Australian Financial Review
EY trials remote EAs
by Agnes King – Wednesday, April 27th 2016
Ernst & Young hires secretaries in Manila
Ernst & Young is testing the use of ‘‘virtual executive assistants’’ based in the Philippines with senior staff in Australia in an effort to cut costs and stop qualified staff wasting time on administrative tasks. The professional services giant has completed a four-month pilot with about 20 equity partners and directors, which looks set to become a permanent feature of the way support services are delivered at the firm. It has big implications for the future of work in the lead-up to a federal election when employment is front and centre, and business confidence is subdued.
A PwC report, The STEM Imperative: Future Proofing Australia’s Workforce, puts secretaries and personal assistants among the professions at high risk of ‘‘digital disruption’’ in the next 20 years, along with accountants, cashiers and administration workers. Cost is the main driver behind the EY pilot. The firm pays between $50,000 and $95,000 for an executive assistant in Sydney or Melbourne, while popular Malaysian job portal JobStreet puts the cost in the Philippines between $5000 and $20,000 a year.
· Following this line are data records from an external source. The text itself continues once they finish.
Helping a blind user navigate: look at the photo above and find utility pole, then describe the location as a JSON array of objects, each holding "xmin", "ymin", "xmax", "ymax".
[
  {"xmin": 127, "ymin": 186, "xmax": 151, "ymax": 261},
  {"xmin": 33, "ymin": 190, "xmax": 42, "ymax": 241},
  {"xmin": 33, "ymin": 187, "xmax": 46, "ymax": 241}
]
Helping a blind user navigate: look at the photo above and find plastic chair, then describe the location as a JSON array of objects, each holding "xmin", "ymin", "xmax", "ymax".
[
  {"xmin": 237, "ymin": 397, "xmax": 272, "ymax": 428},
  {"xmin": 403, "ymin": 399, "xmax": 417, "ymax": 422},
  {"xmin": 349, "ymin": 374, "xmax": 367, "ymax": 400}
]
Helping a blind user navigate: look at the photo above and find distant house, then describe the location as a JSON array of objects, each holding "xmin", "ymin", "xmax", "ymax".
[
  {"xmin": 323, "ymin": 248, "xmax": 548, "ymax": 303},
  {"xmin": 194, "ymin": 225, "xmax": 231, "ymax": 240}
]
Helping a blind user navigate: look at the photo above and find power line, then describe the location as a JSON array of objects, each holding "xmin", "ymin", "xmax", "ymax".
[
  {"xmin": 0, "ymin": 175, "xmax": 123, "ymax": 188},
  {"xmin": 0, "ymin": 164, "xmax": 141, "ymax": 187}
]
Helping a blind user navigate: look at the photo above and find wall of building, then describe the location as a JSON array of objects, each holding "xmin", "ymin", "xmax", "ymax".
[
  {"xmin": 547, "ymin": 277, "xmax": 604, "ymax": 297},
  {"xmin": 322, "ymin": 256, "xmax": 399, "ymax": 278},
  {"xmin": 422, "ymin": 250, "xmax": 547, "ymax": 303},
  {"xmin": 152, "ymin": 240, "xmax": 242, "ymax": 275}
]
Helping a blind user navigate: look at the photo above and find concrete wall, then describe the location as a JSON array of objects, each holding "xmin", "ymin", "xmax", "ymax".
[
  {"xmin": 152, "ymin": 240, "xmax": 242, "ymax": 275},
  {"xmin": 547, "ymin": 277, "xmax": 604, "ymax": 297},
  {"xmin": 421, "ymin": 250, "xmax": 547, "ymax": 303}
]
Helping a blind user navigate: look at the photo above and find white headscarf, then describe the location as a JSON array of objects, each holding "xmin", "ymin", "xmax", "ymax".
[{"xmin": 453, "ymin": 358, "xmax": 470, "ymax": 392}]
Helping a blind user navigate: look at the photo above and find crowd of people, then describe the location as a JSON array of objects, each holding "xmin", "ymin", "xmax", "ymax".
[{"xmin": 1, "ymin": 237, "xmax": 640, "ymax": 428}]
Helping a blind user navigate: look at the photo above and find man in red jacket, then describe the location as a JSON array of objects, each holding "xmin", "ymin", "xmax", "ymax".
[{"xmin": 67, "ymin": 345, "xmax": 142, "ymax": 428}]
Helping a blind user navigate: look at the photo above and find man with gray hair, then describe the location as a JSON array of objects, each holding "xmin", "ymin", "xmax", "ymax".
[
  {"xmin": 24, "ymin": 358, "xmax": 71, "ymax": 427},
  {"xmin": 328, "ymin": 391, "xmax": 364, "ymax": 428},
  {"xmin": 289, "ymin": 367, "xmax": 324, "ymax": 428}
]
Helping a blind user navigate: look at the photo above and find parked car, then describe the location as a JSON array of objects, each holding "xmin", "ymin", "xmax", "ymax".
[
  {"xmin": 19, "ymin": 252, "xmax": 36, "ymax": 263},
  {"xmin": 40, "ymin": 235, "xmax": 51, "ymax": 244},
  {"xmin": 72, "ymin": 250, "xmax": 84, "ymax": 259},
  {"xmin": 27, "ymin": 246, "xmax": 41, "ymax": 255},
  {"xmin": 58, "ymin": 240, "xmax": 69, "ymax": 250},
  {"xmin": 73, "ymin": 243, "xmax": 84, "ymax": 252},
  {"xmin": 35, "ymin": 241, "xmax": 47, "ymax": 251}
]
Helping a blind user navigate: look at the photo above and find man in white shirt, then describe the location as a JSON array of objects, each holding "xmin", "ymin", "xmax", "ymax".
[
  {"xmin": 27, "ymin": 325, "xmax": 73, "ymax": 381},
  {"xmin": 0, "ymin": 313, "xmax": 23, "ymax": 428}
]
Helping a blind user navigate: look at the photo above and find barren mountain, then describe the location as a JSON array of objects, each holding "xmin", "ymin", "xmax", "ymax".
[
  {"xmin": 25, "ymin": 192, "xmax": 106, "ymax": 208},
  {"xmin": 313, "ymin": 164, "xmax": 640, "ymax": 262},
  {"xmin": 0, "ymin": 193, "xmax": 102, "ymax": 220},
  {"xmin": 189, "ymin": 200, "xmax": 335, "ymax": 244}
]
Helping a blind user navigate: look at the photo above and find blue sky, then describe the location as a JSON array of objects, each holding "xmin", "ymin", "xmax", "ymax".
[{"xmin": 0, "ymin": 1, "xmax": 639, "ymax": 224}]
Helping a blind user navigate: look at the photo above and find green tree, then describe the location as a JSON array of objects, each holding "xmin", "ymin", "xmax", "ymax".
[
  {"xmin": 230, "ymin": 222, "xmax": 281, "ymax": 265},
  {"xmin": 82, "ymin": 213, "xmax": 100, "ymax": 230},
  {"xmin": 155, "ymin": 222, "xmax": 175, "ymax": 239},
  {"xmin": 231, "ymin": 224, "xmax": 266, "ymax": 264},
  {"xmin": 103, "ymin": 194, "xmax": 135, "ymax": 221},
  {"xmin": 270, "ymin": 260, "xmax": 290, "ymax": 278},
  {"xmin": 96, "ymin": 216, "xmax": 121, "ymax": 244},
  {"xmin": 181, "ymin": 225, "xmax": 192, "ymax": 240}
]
But it also comes with a carrot in that it will allow EY to extend support services to more junior offshore staffing in the Philippines. These include managing travel arrangements, expenses, meetings and compiling PowerPoint presentations. EY Oceania chief operating officer Tim Eddy, a key supporter of the program, said feedback from trial participants has been mostly positive. ‘‘We expected more bumps in the road,’’ he said. Mr Eddy said senior staff have had to adjust to be more organized, and that most issues arose from assumptions, for example that Manilabased EAs would know which airline executives wanted to fly with. EY will complement the ‘‘virtual EA’’ system with a concierge service to deal with spontaneous requirements.
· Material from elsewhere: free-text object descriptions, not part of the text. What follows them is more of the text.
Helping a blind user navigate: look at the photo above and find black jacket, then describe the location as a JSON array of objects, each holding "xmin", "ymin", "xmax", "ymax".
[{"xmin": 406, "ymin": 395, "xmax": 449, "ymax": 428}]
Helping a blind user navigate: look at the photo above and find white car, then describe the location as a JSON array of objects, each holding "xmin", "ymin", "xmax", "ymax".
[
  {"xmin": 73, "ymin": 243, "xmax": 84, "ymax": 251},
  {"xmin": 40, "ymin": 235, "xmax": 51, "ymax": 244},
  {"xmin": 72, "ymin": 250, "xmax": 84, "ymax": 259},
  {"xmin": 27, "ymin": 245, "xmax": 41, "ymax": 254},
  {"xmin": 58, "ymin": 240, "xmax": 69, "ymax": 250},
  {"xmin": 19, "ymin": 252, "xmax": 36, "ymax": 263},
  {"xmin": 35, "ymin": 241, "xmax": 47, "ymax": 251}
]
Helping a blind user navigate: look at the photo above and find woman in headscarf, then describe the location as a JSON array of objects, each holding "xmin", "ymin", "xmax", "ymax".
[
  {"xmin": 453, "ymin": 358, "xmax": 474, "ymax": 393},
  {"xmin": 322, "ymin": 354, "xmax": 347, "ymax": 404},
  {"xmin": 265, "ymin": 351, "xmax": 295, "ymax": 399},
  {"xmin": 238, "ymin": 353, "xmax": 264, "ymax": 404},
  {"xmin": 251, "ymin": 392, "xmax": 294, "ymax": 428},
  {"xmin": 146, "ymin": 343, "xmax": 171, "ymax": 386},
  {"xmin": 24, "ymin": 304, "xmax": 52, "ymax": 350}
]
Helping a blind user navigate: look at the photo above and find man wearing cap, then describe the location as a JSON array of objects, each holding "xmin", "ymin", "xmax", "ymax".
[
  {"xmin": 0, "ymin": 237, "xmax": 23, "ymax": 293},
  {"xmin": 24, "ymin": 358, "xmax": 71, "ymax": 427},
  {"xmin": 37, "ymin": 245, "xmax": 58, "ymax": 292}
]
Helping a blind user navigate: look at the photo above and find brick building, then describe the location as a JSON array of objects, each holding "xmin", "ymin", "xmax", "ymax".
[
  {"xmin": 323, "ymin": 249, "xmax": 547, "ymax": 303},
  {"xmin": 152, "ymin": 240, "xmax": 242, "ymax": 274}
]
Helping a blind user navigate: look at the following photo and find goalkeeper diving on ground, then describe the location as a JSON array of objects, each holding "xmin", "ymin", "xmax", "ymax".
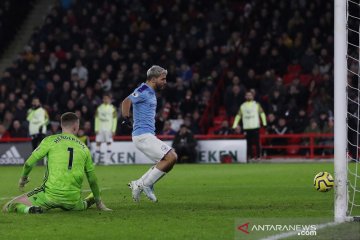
[{"xmin": 2, "ymin": 112, "xmax": 111, "ymax": 214}]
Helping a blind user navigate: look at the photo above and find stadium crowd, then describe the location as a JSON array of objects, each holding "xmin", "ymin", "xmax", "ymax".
[
  {"xmin": 0, "ymin": 0, "xmax": 334, "ymax": 144},
  {"xmin": 0, "ymin": 0, "xmax": 34, "ymax": 55}
]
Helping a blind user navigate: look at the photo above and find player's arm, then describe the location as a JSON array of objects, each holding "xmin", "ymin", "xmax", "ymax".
[
  {"xmin": 43, "ymin": 110, "xmax": 49, "ymax": 125},
  {"xmin": 26, "ymin": 109, "xmax": 33, "ymax": 121},
  {"xmin": 258, "ymin": 104, "xmax": 267, "ymax": 127},
  {"xmin": 39, "ymin": 110, "xmax": 49, "ymax": 134},
  {"xmin": 121, "ymin": 97, "xmax": 133, "ymax": 128},
  {"xmin": 94, "ymin": 108, "xmax": 100, "ymax": 134},
  {"xmin": 19, "ymin": 137, "xmax": 50, "ymax": 190},
  {"xmin": 121, "ymin": 97, "xmax": 132, "ymax": 118},
  {"xmin": 112, "ymin": 106, "xmax": 117, "ymax": 134},
  {"xmin": 232, "ymin": 107, "xmax": 242, "ymax": 129},
  {"xmin": 85, "ymin": 151, "xmax": 111, "ymax": 211}
]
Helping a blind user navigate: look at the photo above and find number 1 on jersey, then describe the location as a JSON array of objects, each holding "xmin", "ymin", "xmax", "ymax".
[{"xmin": 67, "ymin": 147, "xmax": 74, "ymax": 170}]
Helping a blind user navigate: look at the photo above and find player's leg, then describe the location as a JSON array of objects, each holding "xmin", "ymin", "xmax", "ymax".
[
  {"xmin": 130, "ymin": 134, "xmax": 177, "ymax": 202},
  {"xmin": 155, "ymin": 149, "xmax": 177, "ymax": 173},
  {"xmin": 3, "ymin": 192, "xmax": 43, "ymax": 214},
  {"xmin": 254, "ymin": 129, "xmax": 261, "ymax": 159},
  {"xmin": 31, "ymin": 135, "xmax": 37, "ymax": 150},
  {"xmin": 105, "ymin": 130, "xmax": 113, "ymax": 162},
  {"xmin": 141, "ymin": 150, "xmax": 177, "ymax": 202},
  {"xmin": 95, "ymin": 131, "xmax": 103, "ymax": 163},
  {"xmin": 245, "ymin": 131, "xmax": 252, "ymax": 161},
  {"xmin": 62, "ymin": 198, "xmax": 89, "ymax": 211}
]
Rising costs and margin pressure from clients has forced professional services firms to reduce support staff in the local market. One executive assistant is typically shared by three partners in EY’s local practice, but can sometimes support up to five executives. With support services stretched, many younger professionals who have grown up in the self-service culture find it easier to do their own admin. Jon Pye, deputy managing partner of EY’s Asia Pacific assurance practice, found himself volunteering to participate in the trial when his local EA was reassigned to a different division. He said the impact has been minimal but confesses ‘‘it wouldn’t be everybody’s cup of tea’’. His Manila-based EA, Vito, had a baptism of fire scheduling meetings and travel arrangements in nine cities over nine days when the pilot started in February.
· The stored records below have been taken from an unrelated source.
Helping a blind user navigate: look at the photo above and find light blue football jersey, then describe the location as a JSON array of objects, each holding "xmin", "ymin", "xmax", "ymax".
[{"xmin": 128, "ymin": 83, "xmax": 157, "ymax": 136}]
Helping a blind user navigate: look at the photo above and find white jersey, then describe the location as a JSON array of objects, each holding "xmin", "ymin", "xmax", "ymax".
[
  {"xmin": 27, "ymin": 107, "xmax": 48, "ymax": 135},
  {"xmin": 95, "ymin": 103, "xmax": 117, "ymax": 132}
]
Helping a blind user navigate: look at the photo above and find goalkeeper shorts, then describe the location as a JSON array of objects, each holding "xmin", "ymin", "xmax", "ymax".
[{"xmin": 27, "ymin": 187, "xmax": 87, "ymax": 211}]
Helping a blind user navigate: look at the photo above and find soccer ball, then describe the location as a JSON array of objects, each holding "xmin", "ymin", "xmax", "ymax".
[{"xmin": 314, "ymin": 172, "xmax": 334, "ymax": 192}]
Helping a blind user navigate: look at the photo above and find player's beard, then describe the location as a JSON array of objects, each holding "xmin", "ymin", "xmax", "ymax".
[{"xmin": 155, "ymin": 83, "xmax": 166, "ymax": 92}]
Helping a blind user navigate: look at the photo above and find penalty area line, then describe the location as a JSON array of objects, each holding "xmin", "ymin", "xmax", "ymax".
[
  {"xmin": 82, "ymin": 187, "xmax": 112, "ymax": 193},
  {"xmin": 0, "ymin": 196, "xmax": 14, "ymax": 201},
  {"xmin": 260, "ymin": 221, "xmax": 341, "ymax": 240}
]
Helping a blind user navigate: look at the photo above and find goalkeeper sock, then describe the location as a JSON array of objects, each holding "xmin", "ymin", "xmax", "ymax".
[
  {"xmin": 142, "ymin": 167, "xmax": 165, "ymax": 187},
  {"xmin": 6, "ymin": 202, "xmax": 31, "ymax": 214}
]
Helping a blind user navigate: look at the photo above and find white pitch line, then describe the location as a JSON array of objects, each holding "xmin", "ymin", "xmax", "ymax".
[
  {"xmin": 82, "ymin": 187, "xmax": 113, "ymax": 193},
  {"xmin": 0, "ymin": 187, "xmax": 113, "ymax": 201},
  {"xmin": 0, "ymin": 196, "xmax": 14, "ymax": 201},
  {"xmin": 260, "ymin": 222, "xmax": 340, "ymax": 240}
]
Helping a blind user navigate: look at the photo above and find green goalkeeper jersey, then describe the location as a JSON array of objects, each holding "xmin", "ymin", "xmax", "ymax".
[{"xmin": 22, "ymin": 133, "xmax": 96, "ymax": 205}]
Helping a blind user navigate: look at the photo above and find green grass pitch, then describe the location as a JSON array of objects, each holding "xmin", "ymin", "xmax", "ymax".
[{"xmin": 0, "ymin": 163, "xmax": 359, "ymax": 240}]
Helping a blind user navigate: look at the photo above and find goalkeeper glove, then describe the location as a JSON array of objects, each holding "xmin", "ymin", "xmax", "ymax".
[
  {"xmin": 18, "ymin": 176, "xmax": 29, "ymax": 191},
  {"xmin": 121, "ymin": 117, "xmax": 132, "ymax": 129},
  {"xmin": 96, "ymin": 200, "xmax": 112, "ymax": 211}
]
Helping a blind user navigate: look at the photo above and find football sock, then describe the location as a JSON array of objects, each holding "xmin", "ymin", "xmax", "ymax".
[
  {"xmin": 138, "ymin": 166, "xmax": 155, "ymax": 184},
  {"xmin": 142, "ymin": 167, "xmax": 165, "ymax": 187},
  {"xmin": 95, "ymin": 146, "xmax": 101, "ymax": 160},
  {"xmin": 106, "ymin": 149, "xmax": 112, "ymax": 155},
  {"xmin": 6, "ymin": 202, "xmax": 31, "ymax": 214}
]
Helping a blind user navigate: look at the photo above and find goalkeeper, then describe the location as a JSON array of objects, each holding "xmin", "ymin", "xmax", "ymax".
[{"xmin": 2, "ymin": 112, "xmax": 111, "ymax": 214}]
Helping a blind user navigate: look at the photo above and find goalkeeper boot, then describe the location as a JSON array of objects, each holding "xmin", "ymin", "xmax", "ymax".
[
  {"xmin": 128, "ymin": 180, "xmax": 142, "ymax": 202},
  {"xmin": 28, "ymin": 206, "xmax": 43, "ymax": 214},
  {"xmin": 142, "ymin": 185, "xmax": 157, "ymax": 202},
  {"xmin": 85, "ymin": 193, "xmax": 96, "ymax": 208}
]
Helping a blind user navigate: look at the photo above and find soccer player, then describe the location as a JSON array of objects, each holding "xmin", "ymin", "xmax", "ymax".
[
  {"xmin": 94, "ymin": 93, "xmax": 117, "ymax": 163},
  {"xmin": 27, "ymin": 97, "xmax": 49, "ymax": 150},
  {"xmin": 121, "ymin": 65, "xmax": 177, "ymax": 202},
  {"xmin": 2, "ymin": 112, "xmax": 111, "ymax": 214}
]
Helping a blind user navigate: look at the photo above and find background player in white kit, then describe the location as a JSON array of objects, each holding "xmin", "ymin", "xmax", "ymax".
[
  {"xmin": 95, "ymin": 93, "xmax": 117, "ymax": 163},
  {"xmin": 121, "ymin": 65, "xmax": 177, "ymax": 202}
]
‘‘Operationally, everything gets done, although sometimes it’s easier to talk to someone face-to-face. Other than that there’s no real difference,’’ Mr Pye said. He believes many of the tasks going offshore are things over-stretched local EAs ‘‘are probably quite happy to see the back of’’. He has had four local EAs in the past year, and says activity-based working means assistants don’t necessarily sit in the same location as the execs they support. He says virtual EAs are unlikely to suit executives with fluid diaries, but has no doubt its application across the firm will be expanded. ‘‘I suppose it would be nice [to keep these jobs in Australia] but clients are not prepared to pay for it – they’re looking at efficiencies and in most cases have ‘offshored’ themselves. It’s very difficult to resist that trend unless we’re prepared to absorb that cost,’’ he said.